Mateo also contributed to EAIF 2026 discussions on financing and coordination, including a high-level investment panel and a strategic exchange with COMESA.
In the investment panel, he highlighted that the key constraint is no longer capital or technology, but how risk is structured and shared across actors, alongside persistent gaps in early-stage project preparation and alignment between investment and demand.
In discussions with COMESA, he focused on strengthening coordination across regional energy access initiatives, including aligning the ASCENT facility with AMP, and advancing more enabling frameworks for scaling investment in decentralized energy.


Hosted by RMI and AMP, the Women in Clean Energy Coffee Corner brought together practitioners and partners to spotlight the role of gender inclusion in scaling energy access. The session was opened by Senior Associate, Valentina Guido Bergamo (RMI/AMP), who reinforced the importance of embedding gender considerations across energy access work to ensure more inclusive and sustainable outcomes.
Discussions featured Gender and Infrastructure Specialist, Thokozani Kadzamira of the World Bank Group, alongside AMP country representatives Program Assistant, Saudatu Bobboi (AMP Nigeria, REA Nigeria) and Gender Specialist, Mino Hasinariseheno Rakotobe Solomiarantsoa (AMP Madagascar), who highlighted structural barriers facing women in the energy sector and the need to integrate gender across project design, procurement, and implementation.
The session also marked the announcement of the next cohort of RMI’s Global Women in Clean Energy Fellowship, supporting women leaders across Sub-Saharan Africa to advance clean energy solutions and strengthen their role in the transition.


Across the two-day convening, discussions moved from internal technical exchange to broader partner dialogue, covering the full spectrum of minigrid market development.
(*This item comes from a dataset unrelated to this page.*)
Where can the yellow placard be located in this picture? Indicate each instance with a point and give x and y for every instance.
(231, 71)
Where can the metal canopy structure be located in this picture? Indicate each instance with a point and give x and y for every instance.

Closed-door sessions with AMP country teams focused on national dialogues, business models and pilots, financing, and data and digitalization, grounding conversations in practical implementation challenges and country realities.
These insights carried into the open sessions with partners, which explored how to align developer execution, financing structures, and public-sector frameworks, strengthen private-sector delivery, design financing architectures that support scale, and position minigrids within more integrated and demand-driven energy systems.













Acknowledgments
Special thanks to all AMP country teams, partners, and collaborators including UNDP, RMI, the African Development Bank, SEforALL, ARE, AFUR, IFC, and the broader energy access community for their contributions to the convening.